Je pense que ce que voulait alors dire Bill Evans, c'est que le changement, en art, en tout cas dans son art, ne saurait être l'effet d'une lubie ou d'une lassitude. Le style se modifie à la suite d'une expérience invisible, mais violente, qu'il faut vivre à la fois comme une victoire et comme une défaite puisqu'il s'agit d'une lutte avec soi-même : tantôt avec l'ange, tantôt avec la bête. Il parlait d'un « difficile combat intérieur », que le public n'avait pas à connaître, ni même à soupçonner. Creuser un puits de mine, toujours plus profond au cœur de ses richesses intimes, cela consiste nécessairement, et même si l'opération peut se révéler fructueuse, à tailler dans le vif, à se meurtrir, voire se mutiler. On s'évide pour donner plus de plénitude à son œuvre. Passé un certain point, la beauté ne s'obtient qu'au prix d'un arrachement. Bill Evans admirait Miles d'y avoir consenti et d'avoir eu sa part, comme Picasso lorsqu'il travaillait à une toile, le courage de menacer par ses réaménagements successifs jusqu'aux fondations de son temple. Il admirait, en général, que la floraison d'un style fût un processus « long et pénible », réclamant une plongée en soi-même et un dévouement, une dévotion acharnés. La fluidité, disait-il encore, ce nom qu'il donnait entre l'adéquation entre le feeling, les idées et leur réalisation technique, la fluidité se mérite. Si elle vous est donnée sans bataille, elle confine vite à la liquéfaction. Elle dilue, détrempe le sens de vos propos. Elle en altère la densité, elle en altère la pureté. Et alors les courants par lesquels vous vous laissez porter ne vous emmènent jamais très loin. La profondeur d'un art, selon Bill Evans, ne peut pas être un talent confié à l'artiste. Mais elle peut devenir la revanche des créateurs qui, à leurs débuts, n'ont pas eu la superficialité facile.
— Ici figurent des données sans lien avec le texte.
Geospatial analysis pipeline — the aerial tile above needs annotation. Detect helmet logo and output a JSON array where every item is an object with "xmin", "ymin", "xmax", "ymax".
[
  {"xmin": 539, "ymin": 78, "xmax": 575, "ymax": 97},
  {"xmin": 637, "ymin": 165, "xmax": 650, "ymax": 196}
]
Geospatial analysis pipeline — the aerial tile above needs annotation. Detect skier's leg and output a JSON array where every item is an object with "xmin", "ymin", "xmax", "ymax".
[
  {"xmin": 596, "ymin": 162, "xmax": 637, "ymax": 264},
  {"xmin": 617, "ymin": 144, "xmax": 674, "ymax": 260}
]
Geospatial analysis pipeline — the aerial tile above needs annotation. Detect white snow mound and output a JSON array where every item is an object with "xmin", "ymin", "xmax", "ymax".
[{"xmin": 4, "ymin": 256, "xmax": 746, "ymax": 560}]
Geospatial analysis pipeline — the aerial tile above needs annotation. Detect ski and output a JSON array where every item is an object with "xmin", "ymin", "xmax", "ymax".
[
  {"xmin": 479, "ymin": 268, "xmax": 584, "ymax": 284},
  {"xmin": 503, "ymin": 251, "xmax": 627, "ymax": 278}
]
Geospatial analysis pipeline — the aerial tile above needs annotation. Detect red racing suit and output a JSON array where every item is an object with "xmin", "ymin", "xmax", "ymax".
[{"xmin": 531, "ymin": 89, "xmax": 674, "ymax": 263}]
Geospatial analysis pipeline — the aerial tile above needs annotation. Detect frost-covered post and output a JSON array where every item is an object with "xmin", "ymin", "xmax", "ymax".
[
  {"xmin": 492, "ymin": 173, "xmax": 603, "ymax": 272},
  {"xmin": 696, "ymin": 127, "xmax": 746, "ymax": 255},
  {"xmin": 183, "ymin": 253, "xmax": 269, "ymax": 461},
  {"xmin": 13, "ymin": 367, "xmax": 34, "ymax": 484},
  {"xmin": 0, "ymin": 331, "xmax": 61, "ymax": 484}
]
Creuser : le pianiste se faisait de son évolution une idée bien précise : un approfondissement, et non pas un accroissement. Proliférer n'était pas son rêve. Avant d'inscrire à son répertoire un morceau qui n'était pas de son cru, il ne s'empressait pas de le recomposer : il commençait par l'essayer dans toutes les tonalités possibles. Et lorsqu'il avait trouvé celle qui, pour lui, était la bonne, il veillait à en exploiter tous les possibles et ne s'interdisait pas de la remplacer par une autre tonalité lorsque la première ne lui permettait plus de descendre en lui-même. « Je n'essaie pas de me rendre à la périphérie dans l'espoir d'occuper davantage de place. J'essaie de m'implanter au beau milieu et de faire prospérer ce qui s'y trouve, l'essence de mon jeu ». Bill est un homme qui tourne le dos à ses horizons, hypnotisé par l'obscurité où elle le plonge, magnétisé par l'espérance de découvrir un jour le bout du tunnel, une lueur vaguement surnaturelle mais qui serait pourtant accordée à sa nature la plus inaliénable.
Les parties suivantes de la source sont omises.